Reducing IoT data bills using Compression and Batching- Part 3

Vaibhav Sharma

Dec 22, 2023 • 8 min read

Welcome to Part 3 of our multipart guide. In this instalment, we continue our exploration of techniques to optimize the transmission of data from IoT devices to the cloud. Building upon the fundamentals of serialization and compression discussed in Part 1 and the performance analysis of serialization covered in Part 2, we will now focus on data compression and batching.

In today's data-driven world, IoT devices are ubiquitous, generating unprecedented volumes of data. From your refrigerator to your smartwatch, a wide array of devices continuously send vital data to the cloud. It's crucial to understand how to make the most efficient use of network resources, whether it's over WiFi or cellular connections. By leveraging the principles we've explored so far, you can substantially reduce your network bills – potentially saving up to 75% of your costs.

Recap of Part 2

In Part 2, we conducted a comprehensive performance analysis of various serialisation techniques and data formats. This analysis provided invaluable insights into the efficiency of data serialization, on different data types, such as IMU data, GPS data, motor data, and battery management system (BMS) data. We closely examined data size and latency during transmission after the serialization process. Experiments performed in Part 2 conclude that Schema-based serialization, notably Capnproto, excels with smaller data size and superior serialization speed in all tests.

What to Expect from this guide: In this guide, we'll conduct a performance analysis of compression and batching techniques. Our focus will be on size and time-based assessments, for different kinds of data types like GPS data, BMS data, IMU data and motor data.

The different levers of reducing data size

There are 2 levels when it comes to reducing the size of data to be transferred over the network, they are:

Serialisation
Compression

Earlier, in Part 1 of this multi-part series, We have made a comprehensive guide on compression and serialization concepts, Check out Part 1 to deep dive into concepts of Serialization and compression.
In this article, we will look at how serialization affects the size of data and how all of it depends on the nature of the data being transmitted.

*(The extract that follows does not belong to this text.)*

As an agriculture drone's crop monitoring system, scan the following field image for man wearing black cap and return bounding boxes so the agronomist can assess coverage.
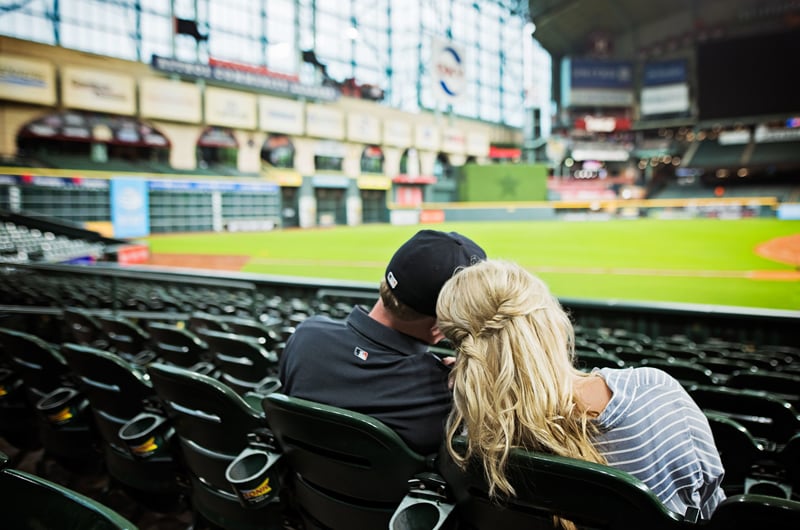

In Part 3 of this multipart guide, we will look at the compression and batching process and How it affects the size of the data and the latency associated with it.

Introducing the Compression and Batching Experiments.

To help us better understand the relationship between the different types of data and the different compression and serialization formats that can be used on it, we set up an experiment called Zerde. To simulate the different types of data, we wrote a simulator that generates random IMU, BMS and perStatus values while also emulating GPS data from a set of real-world coordinates, hard-coded into a CSV file and then plotting this data on 3D bar charts.

The simulator ensures that it sends data points at the expected frequency, according to the type of data, i.e. GPS data is produced slower than BMS/IMU data. Data is sent onto a stream where it is batched and forwarded to the serialisation modules as a “data buffer”, we will now discuss the rest of the steps in the following sections.

Further, To understand the effect of batching on the size of data and time taken for compression and decompression, We have bundled our data in batches of 10, 100 and 1000. We will carry out compression+serialization and decompression+deserialization experiments in batches of 10,100 and 1000.

Compression Experiment

Various sensors generate data at distinct frequencies. Like raw motion data or IMU data, it could be more frequent than data from GPS. It is generally a good practice to batch the data before transmission to the cloud. This batching process optimizes the efficiency of data transfer, ensuring a streamlined and resource-efficient flow of information.
For this experiment, we have considered a batch size of 100. Each element of the batch contains about 52 data points for the following data type:

Sensor Profile	Type of data	Size of Data
GPS	Latitude and longitude data from moving vehicle	820 bytes to 840 bytes
IMU	Accelerometer and Gyroscope data	260 bytes to 280 bytes
BMS	Voltage Current and temperature data	1300 bytes to 1400 bytes
Motor	RPM and vibration velocity data	208 bytes to 210 bytes

In this experiment, we are employing a combination of serialization and compression techniques on the data sample to choose the best techniques among all. We will be combining different schema-based serialization and schema-less serialization techniques with different compression algorithms. The figure below shows this combination

Next, we will be showing you the experiment results for the following in batches of 10, 100 and 1000

Size of payloads after serialization and compression
Time taken for serialization and compression
Time taken for de-serialization and de-compression

Compression + Serialization performance analysis: Size of Data

After running the experiments. The graphs shown below interpret the following insights.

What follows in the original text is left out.